Hi

I'm trying scrape old site which has bad markup and gives always error (end tag problem) when trying to import fetched HTML.

  • Is Tidy enabled automatically or is there something to configure?
  • Shouldn't these errors go away if Tidy was applied?
  • And if tidy is applied it is most probably applied before anything else touches the fetched HTML?

Comments

twistor’s picture

Status: Active » Fixed
Issue tags: -tidy, -errors, -automatic, -markup, -end tag

If the Tidy extension is installed, the "Use Tidy" option will appear on the parser settings page.

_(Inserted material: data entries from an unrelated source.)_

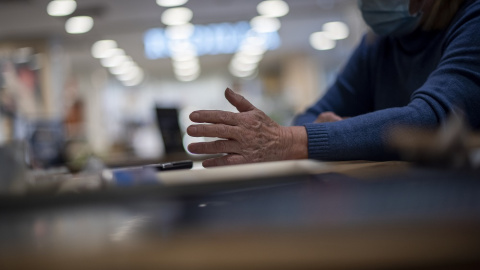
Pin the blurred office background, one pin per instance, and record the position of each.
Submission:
(96, 70)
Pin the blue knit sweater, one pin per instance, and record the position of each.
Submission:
(412, 80)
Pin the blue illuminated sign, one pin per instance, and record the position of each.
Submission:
(212, 39)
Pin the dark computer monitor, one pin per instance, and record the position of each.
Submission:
(168, 123)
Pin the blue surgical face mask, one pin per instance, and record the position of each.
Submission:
(389, 17)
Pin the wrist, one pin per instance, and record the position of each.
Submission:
(295, 143)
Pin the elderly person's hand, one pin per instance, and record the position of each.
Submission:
(246, 137)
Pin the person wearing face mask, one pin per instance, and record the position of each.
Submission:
(420, 60)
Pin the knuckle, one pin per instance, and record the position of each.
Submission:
(224, 117)
(221, 146)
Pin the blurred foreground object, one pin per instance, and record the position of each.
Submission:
(453, 145)
(13, 170)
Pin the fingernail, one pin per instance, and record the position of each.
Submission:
(191, 148)
(194, 116)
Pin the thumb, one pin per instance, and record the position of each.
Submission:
(241, 103)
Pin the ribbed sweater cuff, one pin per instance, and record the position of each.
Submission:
(318, 143)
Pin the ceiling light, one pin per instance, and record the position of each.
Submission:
(261, 24)
(123, 68)
(138, 79)
(320, 41)
(79, 24)
(273, 8)
(242, 74)
(247, 59)
(186, 64)
(253, 50)
(177, 16)
(61, 7)
(171, 3)
(132, 74)
(188, 78)
(243, 67)
(101, 48)
(187, 72)
(183, 31)
(114, 58)
(336, 30)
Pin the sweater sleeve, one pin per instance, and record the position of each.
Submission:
(350, 95)
(454, 83)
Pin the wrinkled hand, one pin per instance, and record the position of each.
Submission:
(247, 137)
(328, 117)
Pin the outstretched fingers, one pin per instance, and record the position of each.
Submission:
(214, 131)
(227, 160)
(215, 117)
(216, 147)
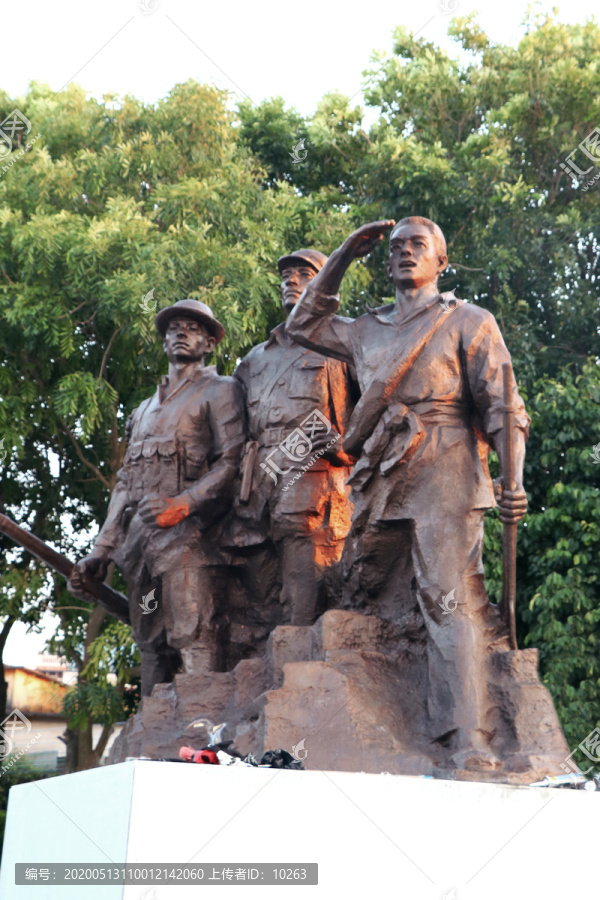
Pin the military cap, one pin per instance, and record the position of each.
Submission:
(313, 258)
(192, 309)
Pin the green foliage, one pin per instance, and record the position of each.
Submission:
(185, 198)
(19, 773)
(89, 702)
(562, 545)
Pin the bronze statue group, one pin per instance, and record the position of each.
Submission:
(343, 465)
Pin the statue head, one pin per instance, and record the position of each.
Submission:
(297, 269)
(189, 331)
(417, 253)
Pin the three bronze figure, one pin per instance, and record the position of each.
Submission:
(343, 466)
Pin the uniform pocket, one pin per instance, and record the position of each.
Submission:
(194, 464)
(309, 380)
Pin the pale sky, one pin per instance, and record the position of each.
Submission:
(298, 50)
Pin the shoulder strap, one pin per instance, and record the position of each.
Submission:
(388, 376)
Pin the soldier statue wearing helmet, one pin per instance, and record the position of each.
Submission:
(298, 403)
(174, 487)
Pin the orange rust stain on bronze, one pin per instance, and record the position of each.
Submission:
(177, 512)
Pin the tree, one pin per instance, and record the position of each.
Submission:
(476, 146)
(119, 209)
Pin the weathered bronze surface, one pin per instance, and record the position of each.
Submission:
(298, 404)
(341, 551)
(176, 483)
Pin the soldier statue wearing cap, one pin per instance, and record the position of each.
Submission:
(298, 403)
(176, 483)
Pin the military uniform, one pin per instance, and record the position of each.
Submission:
(185, 441)
(298, 499)
(422, 484)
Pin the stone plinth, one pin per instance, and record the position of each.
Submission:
(371, 835)
(352, 691)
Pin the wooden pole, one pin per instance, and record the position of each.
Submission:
(509, 535)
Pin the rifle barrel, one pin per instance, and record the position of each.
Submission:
(97, 591)
(509, 534)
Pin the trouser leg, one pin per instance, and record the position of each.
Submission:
(378, 571)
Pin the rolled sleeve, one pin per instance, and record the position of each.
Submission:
(485, 353)
(314, 324)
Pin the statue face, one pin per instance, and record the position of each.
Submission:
(293, 282)
(414, 259)
(187, 340)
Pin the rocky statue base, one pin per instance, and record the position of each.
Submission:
(350, 694)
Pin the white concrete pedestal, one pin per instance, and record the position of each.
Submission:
(388, 836)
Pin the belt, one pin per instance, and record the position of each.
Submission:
(433, 413)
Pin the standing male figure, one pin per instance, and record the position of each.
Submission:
(306, 517)
(184, 445)
(431, 404)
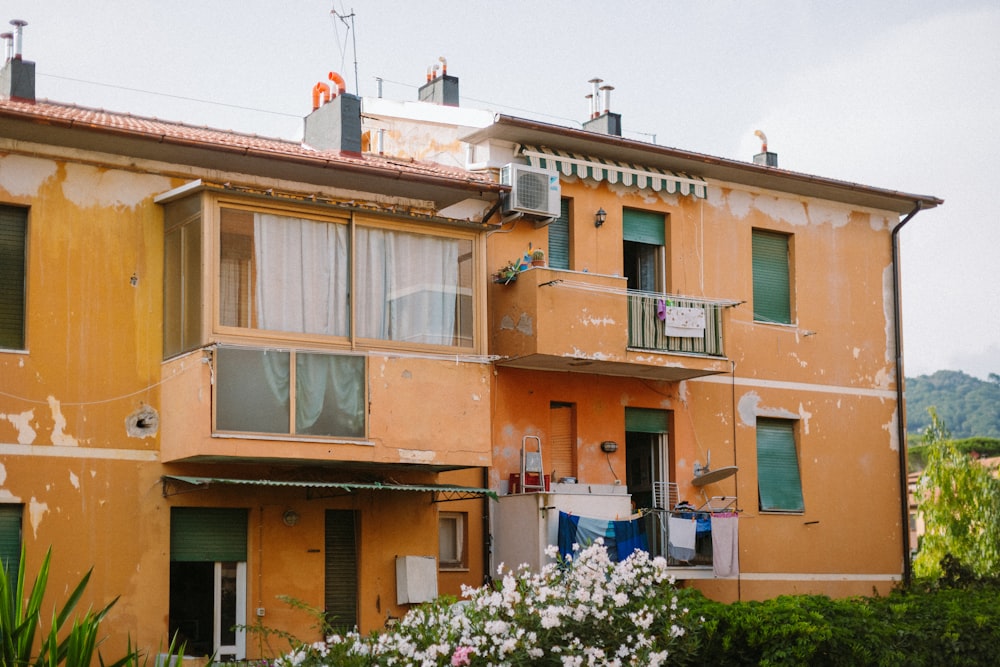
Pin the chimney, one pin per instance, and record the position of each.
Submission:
(442, 89)
(764, 158)
(601, 119)
(334, 125)
(17, 78)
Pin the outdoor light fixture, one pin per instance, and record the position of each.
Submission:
(600, 217)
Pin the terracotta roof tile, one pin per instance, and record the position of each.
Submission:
(45, 111)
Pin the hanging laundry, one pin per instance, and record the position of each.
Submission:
(725, 544)
(681, 537)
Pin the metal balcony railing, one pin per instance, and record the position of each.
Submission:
(670, 323)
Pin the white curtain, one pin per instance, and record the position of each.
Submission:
(407, 286)
(302, 287)
(302, 275)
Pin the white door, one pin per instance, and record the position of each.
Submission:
(230, 609)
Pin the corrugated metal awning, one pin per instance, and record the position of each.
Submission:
(174, 484)
(613, 171)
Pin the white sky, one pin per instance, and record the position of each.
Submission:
(899, 94)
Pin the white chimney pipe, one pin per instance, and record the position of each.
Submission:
(595, 99)
(18, 29)
(607, 98)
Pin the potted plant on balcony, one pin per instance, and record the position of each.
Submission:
(507, 273)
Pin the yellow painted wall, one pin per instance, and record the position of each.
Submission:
(91, 490)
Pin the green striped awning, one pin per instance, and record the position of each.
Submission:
(174, 484)
(614, 172)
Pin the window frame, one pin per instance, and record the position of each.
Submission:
(769, 274)
(292, 431)
(16, 299)
(781, 440)
(475, 284)
(460, 545)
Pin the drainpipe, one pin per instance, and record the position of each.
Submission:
(904, 489)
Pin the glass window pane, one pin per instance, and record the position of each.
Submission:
(414, 288)
(778, 480)
(329, 395)
(252, 390)
(283, 274)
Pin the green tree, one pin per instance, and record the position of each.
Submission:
(959, 499)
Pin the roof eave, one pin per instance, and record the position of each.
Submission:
(323, 169)
(520, 130)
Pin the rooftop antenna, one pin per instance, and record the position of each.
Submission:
(354, 42)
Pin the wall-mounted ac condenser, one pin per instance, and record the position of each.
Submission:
(534, 191)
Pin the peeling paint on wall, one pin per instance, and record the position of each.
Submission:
(59, 437)
(23, 176)
(804, 419)
(36, 511)
(416, 455)
(22, 422)
(88, 186)
(5, 494)
(747, 408)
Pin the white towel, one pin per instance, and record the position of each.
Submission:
(681, 538)
(725, 545)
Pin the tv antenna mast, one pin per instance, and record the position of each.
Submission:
(354, 42)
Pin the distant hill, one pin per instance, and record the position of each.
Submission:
(969, 407)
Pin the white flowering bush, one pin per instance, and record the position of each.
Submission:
(584, 610)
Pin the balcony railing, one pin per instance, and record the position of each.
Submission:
(668, 323)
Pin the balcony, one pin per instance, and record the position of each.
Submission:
(580, 322)
(227, 403)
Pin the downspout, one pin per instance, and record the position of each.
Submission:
(904, 488)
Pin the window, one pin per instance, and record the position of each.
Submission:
(771, 278)
(294, 275)
(559, 238)
(778, 481)
(562, 440)
(341, 569)
(644, 234)
(208, 553)
(13, 244)
(10, 537)
(182, 276)
(288, 392)
(451, 540)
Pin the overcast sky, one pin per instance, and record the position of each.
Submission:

As to whether it will fix your problem, I don't know. Tidy can help, but it's not perfect.

ETENTION’s picture

Great, thanks for the clarification :) I'll check Tidy status and see if it appears.

twistor’s picture

Status: Fixed » Closed (fixed)

Automatically closed - issue fixed for 2 weeks with no activity.

ETENTION’s picture

Status: Closed (fixed) » Needs review

I'm back in business and I ended up wondering that should there be a notice/field also if Tidy isn't installed?

It would be quite informative if it stated that "Hey, maybe you would like to install Tidy extension in order to use it?"
Or something more formal "Tidy extension not found. Install it to enabled Tidy parser."